I've lost count now of how many times I have written about those taken in the backcountry, how many mothers, fathers, sisters, brothers and friends I have interviewed about those lost.
They always seem to be the "good ones, dying doing something they loved" — a comfort for some I suppose.
Each and every year newsrooms wait for the news of the first avalanche death in B.C. It seems as inevitable as the very snow, which is always the precursor to the story.
What, I wondered last Friday as I worked to find out more about Whistler's first avalanche death victim Duncan MacKenzie, would it be like for just one year not to have to write this story.
Not to try and second-guess why these vivacious lovers of nature push the limit too far and pay with their lives.
Not to try and imagine what it must be like for our RCMP officers to tell the family a thousand miles away that a loved one is dead.
Not to try and understand why our search and rescue volunteers push their own safety boundaries in an effort to reach someone who needs them before darkness falls.

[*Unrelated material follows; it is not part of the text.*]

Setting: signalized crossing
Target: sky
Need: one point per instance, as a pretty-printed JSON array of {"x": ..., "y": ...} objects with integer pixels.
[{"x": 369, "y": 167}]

Last year Whistler Search and Rescue went out more than 30 times with March being the busiest month. The calls involved 42 missing people and search and rescue consumed more than 1,283 hours of volunteer time. Helicopters were used in 23 of those searches. The most common demographic for searches were males aged 18 to 29, though there was an increase in the number of women and older people requiring rescues as well.
If the provincial government were to replace the volunteer SAR resources across B.C. it is estimated that it would cost in excess of $5 million in direct annual salary dollars.
There is no doubt that more and more people are heading into the backcountry to recreate and that is a great thing. It also partly explains why rescue numbers have climbed provincially. British Columbia is one of the most beautiful places on earth so it is easy to understand the draw it has on those of us who long for nature without the stamp of civilization.
But surely there must be a responsibility upon all those who head out of bounds to be able look after themselves, be able to self-rescue and to make decisions that do not put lives at risk.